Bill would require Defense to explore new cybersecurity buys and tools

Funding would support partnerships with industry to track threats, streamline the acquisition of cyber products and services, and integrate network security tools.

The Senate version of the fiscal 2011 Defense authorization bill scheduled to be released later this week will include funding for pilot programs that will explore new ways for Defense Department agencies and contractors to gain greater access to cybersecurity tools and services, according to sources from the Armed Services Committee.

Sen. Carl Levin, D-Mich., chairman, announced on May 28 that the committee completed the markup of its version of the Defense bill, which includes funding for projects that require the department to partner with industry to track cyber threats, speed the acquisition of cybersecurity products and services, and integrate information security tools from different software vendors so they function better with one another on agency networks.

The funding would add to the $10 million in the fiscal 2010 supplemental appropriations bill the Senate passed on May 27 for the Defense and Homeland Security departments to conduct cybersecurity pilots, said committee staffers.

"The language in the supplement is fairly broad, giving a lot of discretion for the [Office of the Secretary of Defense] to define what cybersecurity pilots can be done," said one staffer. "We have similar language in the armed services bill, but we also talk about more specific projects."

The first of those projects would be conducted in partnership with DHS, which would lead development of a consortium of major telecommunications companies and Internet service providers that could offer visibility into global networks and give early warnings of potential cyberattacks against federal computer systems.

"If you add up the percentage of the world's traffic that the top 10 [telecommunications companies] see, it's a large percentage," the staffer said. "By combining [that visibility], and figuring out ways to share information in real time with automated tools, you could get a nice picture of what's happening."

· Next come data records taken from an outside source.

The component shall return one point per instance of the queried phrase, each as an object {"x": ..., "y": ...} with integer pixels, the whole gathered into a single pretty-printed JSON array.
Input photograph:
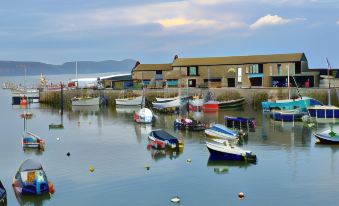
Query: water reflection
[
  {"x": 158, "y": 154},
  {"x": 223, "y": 167},
  {"x": 142, "y": 131},
  {"x": 35, "y": 151},
  {"x": 32, "y": 200}
]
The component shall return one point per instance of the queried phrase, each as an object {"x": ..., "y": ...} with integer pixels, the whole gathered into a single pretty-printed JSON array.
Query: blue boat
[
  {"x": 327, "y": 137},
  {"x": 226, "y": 150},
  {"x": 324, "y": 112},
  {"x": 31, "y": 180},
  {"x": 160, "y": 139},
  {"x": 240, "y": 123},
  {"x": 3, "y": 195},
  {"x": 287, "y": 115},
  {"x": 290, "y": 104},
  {"x": 220, "y": 131}
]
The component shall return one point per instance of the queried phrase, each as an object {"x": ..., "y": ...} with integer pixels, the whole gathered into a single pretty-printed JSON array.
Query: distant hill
[{"x": 16, "y": 68}]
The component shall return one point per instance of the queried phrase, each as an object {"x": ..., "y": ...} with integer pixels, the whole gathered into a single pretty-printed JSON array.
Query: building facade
[{"x": 237, "y": 71}]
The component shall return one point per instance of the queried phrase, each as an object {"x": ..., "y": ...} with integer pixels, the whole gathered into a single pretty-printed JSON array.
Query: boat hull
[
  {"x": 210, "y": 107},
  {"x": 232, "y": 104},
  {"x": 324, "y": 112},
  {"x": 86, "y": 102},
  {"x": 290, "y": 104},
  {"x": 324, "y": 139},
  {"x": 279, "y": 116},
  {"x": 189, "y": 127},
  {"x": 129, "y": 102}
]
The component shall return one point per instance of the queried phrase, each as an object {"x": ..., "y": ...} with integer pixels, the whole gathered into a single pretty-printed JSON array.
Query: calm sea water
[{"x": 291, "y": 169}]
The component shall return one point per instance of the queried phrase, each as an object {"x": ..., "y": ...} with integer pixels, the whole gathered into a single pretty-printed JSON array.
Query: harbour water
[{"x": 291, "y": 168}]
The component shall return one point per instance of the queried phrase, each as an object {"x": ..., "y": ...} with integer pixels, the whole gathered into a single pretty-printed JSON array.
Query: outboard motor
[{"x": 3, "y": 195}]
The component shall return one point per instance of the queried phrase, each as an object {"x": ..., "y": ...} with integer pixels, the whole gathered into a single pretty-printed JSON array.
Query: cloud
[
  {"x": 182, "y": 16},
  {"x": 272, "y": 20}
]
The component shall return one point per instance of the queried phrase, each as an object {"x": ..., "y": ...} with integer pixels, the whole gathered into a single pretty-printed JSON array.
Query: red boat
[{"x": 211, "y": 106}]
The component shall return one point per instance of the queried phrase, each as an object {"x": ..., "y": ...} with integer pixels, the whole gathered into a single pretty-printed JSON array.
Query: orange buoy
[{"x": 51, "y": 187}]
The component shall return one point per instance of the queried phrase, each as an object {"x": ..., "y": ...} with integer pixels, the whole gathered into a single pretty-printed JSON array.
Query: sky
[{"x": 153, "y": 31}]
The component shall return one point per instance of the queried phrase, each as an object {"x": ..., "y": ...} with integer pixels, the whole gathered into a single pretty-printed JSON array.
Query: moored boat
[
  {"x": 231, "y": 104},
  {"x": 220, "y": 131},
  {"x": 160, "y": 139},
  {"x": 327, "y": 137},
  {"x": 167, "y": 104},
  {"x": 189, "y": 124},
  {"x": 85, "y": 101},
  {"x": 3, "y": 195},
  {"x": 210, "y": 106},
  {"x": 144, "y": 115},
  {"x": 240, "y": 123},
  {"x": 134, "y": 101},
  {"x": 31, "y": 179},
  {"x": 226, "y": 150},
  {"x": 287, "y": 115},
  {"x": 30, "y": 140},
  {"x": 289, "y": 104},
  {"x": 323, "y": 112}
]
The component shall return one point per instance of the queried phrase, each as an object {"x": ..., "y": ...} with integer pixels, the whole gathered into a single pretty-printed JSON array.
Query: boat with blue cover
[
  {"x": 160, "y": 139},
  {"x": 3, "y": 195},
  {"x": 240, "y": 123},
  {"x": 220, "y": 131},
  {"x": 189, "y": 124},
  {"x": 30, "y": 140},
  {"x": 31, "y": 179},
  {"x": 287, "y": 115},
  {"x": 324, "y": 112},
  {"x": 327, "y": 137},
  {"x": 290, "y": 104},
  {"x": 226, "y": 150}
]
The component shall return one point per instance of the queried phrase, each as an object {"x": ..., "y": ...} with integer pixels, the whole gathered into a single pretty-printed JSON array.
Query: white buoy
[{"x": 175, "y": 199}]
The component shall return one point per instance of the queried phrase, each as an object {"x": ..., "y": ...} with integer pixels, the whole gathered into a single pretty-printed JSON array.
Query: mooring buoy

A related program would explore ways that Defense could enter into contracts with one or more telecommunications companies to provide managed network security services to its industrial base. A military contractor could outsource security services to a company, which then would monitor the traffic flowing in and out of designated networks.

Two other programs in the bill would seek ways to improve how the department acquires and deploys cybersecurity tools. The first would explore more innovative and less onerous procurement models that Defense could use to quickly acquire the cyber tools and capabilities needed to respond to urgent threats against federal networks. The second would create a framework based on open standards that would integrate security tools from different vendors onto a single platform.

"The idea is to take a building block approach that allows any vendor to come in and integrate their tool into this standards-based framework," said the staffer, who pointed to the Security Content Automation Protocol, which tests computer networks and tools for compliance with a range of security standards, as a model for a framework.

The House version of the authorization bill, which passed on Friday, also charges Defense to explore new ways to address cybersecurity requirements by conducting a pilot program to test how computer security features can be built in to information systems during the development process. The bill would provide $5 million for the program, which would run until October 2015 and require the Defense secretary to submit an annual report on its progress to Congress.

Also in the House bill is a requirement for Defense to assess potential ways that modeling and simulation tools can be used to identify network vulnerabilities and deter malicious activities. The bill requires the Defense secretary to submit to the House and Senate Armed Services committees by Jan. 1, 2012, recommendations on how the tools could be used to strengthen cybersecurity.